Some 80% of the world's population lives in regions with inadequate supplies of water. Water pollution and the diseases it transmits are the single largest cause of death in the world.
"We provide 10 times more water for the same kilowatt unit, and five times more than any similar device that ever existed," says founder Arye Kohavi. "When I was a company commander in a reconnaissance unit in the Israel Defense Forces, the issue of supplying water to front line forces interested me a lot. You're in Lebanon or Gaza and you have no water, so they have to supply you with it by convoys or by helicopter. The problem weighed on me for over 20 years until a solution started to take shape."
"We sell our devices to seven armies, without a competitor in the world." (Ha'aretz)
- Albert Einstein's Papers Online - Allan Levine
This month, a joint project between Hebrew University, Princeton University and the California Institute of Technology has published thousands of Albert Einstein's letters and papers online, with many translated into English. The documents provide a fascinating insight into the awakening of his Jewish identity and his support for Zionism. (National Post-Canada)

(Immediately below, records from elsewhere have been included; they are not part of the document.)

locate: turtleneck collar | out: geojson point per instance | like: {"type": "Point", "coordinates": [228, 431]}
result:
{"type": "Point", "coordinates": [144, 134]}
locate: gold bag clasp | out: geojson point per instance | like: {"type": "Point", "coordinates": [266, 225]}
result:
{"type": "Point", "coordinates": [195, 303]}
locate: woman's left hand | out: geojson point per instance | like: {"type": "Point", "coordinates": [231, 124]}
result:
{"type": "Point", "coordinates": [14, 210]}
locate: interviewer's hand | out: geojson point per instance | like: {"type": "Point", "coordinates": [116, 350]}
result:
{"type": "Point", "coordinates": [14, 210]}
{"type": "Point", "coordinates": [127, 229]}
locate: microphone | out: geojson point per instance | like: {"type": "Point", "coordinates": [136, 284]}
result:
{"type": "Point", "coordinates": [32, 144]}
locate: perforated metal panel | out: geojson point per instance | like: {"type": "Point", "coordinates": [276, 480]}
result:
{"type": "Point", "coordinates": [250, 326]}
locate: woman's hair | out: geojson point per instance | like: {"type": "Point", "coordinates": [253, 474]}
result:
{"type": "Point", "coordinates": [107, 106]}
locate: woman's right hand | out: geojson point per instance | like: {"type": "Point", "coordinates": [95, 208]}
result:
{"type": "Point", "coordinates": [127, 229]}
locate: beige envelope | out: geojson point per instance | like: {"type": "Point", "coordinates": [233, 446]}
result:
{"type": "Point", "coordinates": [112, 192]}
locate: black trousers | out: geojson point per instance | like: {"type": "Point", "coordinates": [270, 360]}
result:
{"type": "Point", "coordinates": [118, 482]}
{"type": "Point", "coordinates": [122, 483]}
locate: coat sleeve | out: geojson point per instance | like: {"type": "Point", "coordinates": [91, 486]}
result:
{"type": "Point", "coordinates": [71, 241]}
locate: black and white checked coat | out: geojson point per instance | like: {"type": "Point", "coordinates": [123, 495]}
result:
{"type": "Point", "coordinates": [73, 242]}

See also The Collected Papers of Albert Einstein (Princeton University)
- Nazi Diary Reveals Brutal Tactics Employed Against Lodz Jews - Kobi Nachshoni
A Nazi diary containing meticulous documentation of day-to-day life in the Lodz ghetto during World War II was recently uncovered by the Shem Olam Institute for Education, Documentation and Research on Faith and the Holocaust, it was reported Thursday. (Ynet News)
Observations:
The UN Vote on Palestine Was a Rehearsal - John Bolton (Wall Street Journal)
- Long-standing Palestinian efforts to use the UN to achieve internationally recognized statehood status failed by one vote on Wednesday. Nonetheless, a pro-Palestinian majority may soon exist. The White House sent strong signals to the media and U.S. allies that Mr. Obama, wary of offending Arab countries, was reluctant to veto any resolution favoring a Palestinian state.

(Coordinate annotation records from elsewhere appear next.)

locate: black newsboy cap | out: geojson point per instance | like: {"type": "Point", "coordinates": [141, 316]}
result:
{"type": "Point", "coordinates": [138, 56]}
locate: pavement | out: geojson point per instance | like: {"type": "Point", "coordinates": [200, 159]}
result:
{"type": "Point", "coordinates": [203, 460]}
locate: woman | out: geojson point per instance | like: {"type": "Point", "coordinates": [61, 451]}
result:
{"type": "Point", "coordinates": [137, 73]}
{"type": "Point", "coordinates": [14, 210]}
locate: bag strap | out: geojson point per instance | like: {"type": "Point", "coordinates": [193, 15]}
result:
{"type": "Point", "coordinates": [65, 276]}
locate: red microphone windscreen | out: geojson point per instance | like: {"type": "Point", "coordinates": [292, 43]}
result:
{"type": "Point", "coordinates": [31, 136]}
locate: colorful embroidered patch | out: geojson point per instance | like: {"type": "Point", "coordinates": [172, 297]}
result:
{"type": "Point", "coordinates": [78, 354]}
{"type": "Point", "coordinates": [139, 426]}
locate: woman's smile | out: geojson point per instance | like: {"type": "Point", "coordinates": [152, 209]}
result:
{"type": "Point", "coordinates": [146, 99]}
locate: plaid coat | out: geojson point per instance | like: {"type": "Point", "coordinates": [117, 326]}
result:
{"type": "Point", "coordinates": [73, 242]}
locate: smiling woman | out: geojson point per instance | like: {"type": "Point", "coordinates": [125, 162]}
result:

- Even this administration asserts that a permanent resolution of the Israeli-Arab conflict requires direct negotiations and agreements among the parties themselves. No draft resolution contrary to these precepts should be acceptable to the U.S., or worth wasting time on in the diplomatic pursuit of a more moderate version.
- This American view, advocated for years and backed by resolute threats to veto anything that contradicted it, has previously dissuaded the Palestinians from blue-smoke-and-mirror projects in the Security Council.
- It is precisely the administration's audible heart palpitations about negative Arab reactions to a possible U.S. veto that encouraged the Palestinian Authority and its supporters to plunge ahead.
- The Obama administration can only prevent what it dreads by openly embracing a veto strategy, hoping thereby to dissuade pro-Palestinian states from directly confronting the U.S. And if that fails, the veto should be cast firmly and resolutely, as we normally advocate our principles, not apologetically.
- As so often before on Middle Eastern issues, a veto would neither surprise nor offend most Arab governments. If the administration had courage enough to make clear that a veto was inevitable, it would minimize whatever collateral damage might ensue in Arab lands.
The writer, a former U.S. ambassador to the UN, is a senior fellow at the American Enterprise Institute.